Перед глазами Аребина в стремительном чередовании пронеслись картины прежней жизни: шорох автомобильных шин по мокрому асфальту, синие потоки холодного прожекторного сияния, густые толпы на Манежной площади, какие-то суматошные сборы на вечер, оживленный съезд гостей в зале, увешанном гирляндами разноцветных ламп, сладкий аромат женских волос, жаркий и волнующий шепот губ…

— Что все это значит? — едва вымолвил Аребин.

— Я знала, что вы придете, и вот… — солгала Наталья и, смеясь, пояснила: — Решила отметить день рождения, боялась провести вечер в одиночестве… Боже мой, как вы кстати, Владимир Николаевич!

Аребин посмотрел на свои руки, принужденно улыбнулся.

— Что же вы не сказали раньше? У меня и подарка нет…

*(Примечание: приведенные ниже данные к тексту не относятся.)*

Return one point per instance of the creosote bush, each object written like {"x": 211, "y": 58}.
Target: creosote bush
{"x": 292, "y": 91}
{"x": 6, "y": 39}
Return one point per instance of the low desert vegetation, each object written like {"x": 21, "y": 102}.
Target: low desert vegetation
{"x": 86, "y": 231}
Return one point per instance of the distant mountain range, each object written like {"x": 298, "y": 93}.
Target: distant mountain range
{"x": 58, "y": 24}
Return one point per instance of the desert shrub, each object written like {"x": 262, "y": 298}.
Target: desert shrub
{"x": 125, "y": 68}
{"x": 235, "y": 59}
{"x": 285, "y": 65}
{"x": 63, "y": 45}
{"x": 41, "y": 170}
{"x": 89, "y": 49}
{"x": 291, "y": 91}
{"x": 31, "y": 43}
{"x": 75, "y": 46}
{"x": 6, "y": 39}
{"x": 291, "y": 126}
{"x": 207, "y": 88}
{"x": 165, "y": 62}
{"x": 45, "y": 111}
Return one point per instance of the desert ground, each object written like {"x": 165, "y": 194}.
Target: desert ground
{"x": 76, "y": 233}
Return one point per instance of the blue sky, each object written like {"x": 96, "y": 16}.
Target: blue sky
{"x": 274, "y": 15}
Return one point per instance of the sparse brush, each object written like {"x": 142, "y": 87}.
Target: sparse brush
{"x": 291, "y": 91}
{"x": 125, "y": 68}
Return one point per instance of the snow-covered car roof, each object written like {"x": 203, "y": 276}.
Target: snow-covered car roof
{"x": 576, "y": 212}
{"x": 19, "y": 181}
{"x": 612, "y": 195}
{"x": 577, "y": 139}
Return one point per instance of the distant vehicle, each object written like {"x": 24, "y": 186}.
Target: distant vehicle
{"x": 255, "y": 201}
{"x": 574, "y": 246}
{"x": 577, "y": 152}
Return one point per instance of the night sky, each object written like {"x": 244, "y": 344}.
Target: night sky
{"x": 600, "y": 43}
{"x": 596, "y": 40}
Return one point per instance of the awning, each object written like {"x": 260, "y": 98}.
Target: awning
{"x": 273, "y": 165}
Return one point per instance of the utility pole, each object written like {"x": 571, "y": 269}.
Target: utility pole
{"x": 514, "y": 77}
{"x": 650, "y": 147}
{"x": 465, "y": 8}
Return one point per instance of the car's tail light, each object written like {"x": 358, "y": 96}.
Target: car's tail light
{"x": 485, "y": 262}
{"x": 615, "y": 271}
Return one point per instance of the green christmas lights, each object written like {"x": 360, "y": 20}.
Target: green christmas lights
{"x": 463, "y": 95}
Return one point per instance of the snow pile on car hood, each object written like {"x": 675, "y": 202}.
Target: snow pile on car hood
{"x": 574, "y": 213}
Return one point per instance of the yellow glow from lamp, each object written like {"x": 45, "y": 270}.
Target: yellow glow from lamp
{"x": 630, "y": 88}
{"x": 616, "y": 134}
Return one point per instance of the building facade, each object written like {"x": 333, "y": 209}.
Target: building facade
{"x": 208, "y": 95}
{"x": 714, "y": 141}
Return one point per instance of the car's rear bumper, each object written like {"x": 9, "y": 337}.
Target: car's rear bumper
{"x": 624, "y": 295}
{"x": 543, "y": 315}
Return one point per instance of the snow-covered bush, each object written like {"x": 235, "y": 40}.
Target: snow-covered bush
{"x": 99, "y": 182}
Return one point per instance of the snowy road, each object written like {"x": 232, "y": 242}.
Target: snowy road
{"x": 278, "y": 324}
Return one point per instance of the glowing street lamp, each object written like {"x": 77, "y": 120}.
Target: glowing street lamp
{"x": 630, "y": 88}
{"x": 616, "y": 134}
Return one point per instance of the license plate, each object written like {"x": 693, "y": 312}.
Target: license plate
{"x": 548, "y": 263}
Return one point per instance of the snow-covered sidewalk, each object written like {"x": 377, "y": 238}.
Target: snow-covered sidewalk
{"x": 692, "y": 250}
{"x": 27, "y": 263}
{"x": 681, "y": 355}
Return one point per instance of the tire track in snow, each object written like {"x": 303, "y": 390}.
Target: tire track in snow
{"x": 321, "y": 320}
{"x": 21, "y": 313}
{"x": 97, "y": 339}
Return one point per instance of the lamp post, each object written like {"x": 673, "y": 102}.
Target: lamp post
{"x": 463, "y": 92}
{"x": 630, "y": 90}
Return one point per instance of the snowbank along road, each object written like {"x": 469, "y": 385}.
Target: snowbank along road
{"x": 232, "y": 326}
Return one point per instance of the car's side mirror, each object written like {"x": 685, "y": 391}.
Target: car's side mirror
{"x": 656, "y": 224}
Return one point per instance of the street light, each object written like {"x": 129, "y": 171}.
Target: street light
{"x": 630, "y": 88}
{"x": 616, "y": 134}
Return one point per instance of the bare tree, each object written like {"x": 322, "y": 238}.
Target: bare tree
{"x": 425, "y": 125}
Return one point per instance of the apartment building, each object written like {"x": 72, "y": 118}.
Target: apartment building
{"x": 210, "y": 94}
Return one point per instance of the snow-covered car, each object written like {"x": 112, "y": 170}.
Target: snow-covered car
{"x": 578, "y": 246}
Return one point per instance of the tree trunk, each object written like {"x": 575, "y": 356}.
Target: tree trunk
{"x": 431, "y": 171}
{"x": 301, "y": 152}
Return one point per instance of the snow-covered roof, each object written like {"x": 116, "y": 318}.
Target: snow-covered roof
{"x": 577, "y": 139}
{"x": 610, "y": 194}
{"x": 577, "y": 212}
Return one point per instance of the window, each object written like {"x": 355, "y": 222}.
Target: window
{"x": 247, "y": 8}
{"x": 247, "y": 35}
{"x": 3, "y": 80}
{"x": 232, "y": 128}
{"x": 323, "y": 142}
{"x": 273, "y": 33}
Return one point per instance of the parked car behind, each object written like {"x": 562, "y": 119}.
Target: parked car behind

— Для меня лучший подарок — вы сами. Снимайте куртку, идите, я вам полью на руки. Просто удивительно! Как это вас надоумило прийти…

— Я зашел спросить, что у вас произошло с трактористами… — Он все еще чувствовал себя стесненным. — Кондаков не обидел вас? От этого парня всего можно ожидать… — Он подставил руки под ковшик.

Наталья, сливая воду, небрежно бросила:

— Ничего особенного. Я просто показала им, как надо пахать. А Леньку Кондакова не бояться надо, а почаще говорить ему, что он хороший и добрый. На сильных и мужественных людей, даже если они и не очень умны, это действует благотворно. Я ему так именно и сказала. Он постарается теперь это доказать, до утра не уйдет с поля, а сделает все как надо…

— Вот уж не предполагал, что такие слова — «добрый» и «хороший» — вам знакомы. — Аребин вытирал руки полотенцем. — Как я заметил, обычно вы смотрите на людей вот так… — Он чопорно вздернул подбородок. — Во взгляде презрение, надменность, властность.